According to Mr. and Mrs. Chamberlain, the family was sitting down to lunch in their train car when Mrs. Chamberlain gave her oldest son an empty glass bottle to toss out of the car’s open window. This was obviously a time before litter laws were in place, as throwing trash from train cars was a common practice of the day. Anyhow, the five-year old boy took the bottle from his mother and proceeded to the opposite side of the car to toss it out. The boy threw the bottle with all his might from the car, and then, in his excitement, leaned over the edge of the window’s sill to get a good look at the bottle’s landing. As he peered after the bottle, the boy lost his balance and fell completely out of the open window. The Chamberlains rushed to the window to see what had become of their son, and saw that he had hit the ground a ways back and had rolled to the edge of the ditch alongside the locomotive’s tracks.

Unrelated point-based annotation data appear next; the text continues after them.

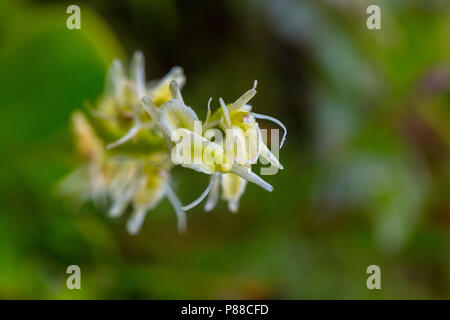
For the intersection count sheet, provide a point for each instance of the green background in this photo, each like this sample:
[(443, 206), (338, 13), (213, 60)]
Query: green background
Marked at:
[(367, 168)]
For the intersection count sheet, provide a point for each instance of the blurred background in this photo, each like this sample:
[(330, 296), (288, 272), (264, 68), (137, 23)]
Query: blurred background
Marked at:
[(367, 168)]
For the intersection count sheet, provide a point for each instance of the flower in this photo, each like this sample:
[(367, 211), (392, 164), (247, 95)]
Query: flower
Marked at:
[(233, 188), (120, 180), (165, 132), (120, 106), (194, 151)]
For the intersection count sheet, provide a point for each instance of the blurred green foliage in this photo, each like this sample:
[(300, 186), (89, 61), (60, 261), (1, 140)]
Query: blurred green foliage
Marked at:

Mrs. Chamberlain sounded the car’s alarm, and brought the steam engine to a halt. The worried parents ran to inform the conductor, who immediately reversed the train an eighth-mile to where the boy lay. Miraculously, the family found the boy conscious and, despite some minor cuts and bruises, relatively unharmed. Mr. and Mrs. Chamberlain had their son looked after by a doctor upon their arrival in Grand Forks. The doctor believed that the boy had suffered a concussion in the fall, but could find no physical maladies besides a small cut on the boy’s knee. The train had been moving at full speed when the boy fell from the car, but the small five-year old had managed to walk away from the incident relatively unscathed. The Fargo Forum added that the same accident would normally prove fatal to any adult, little less a small boy.



Fargo Forum and Daily Republican, May 30, 1902: p. 6.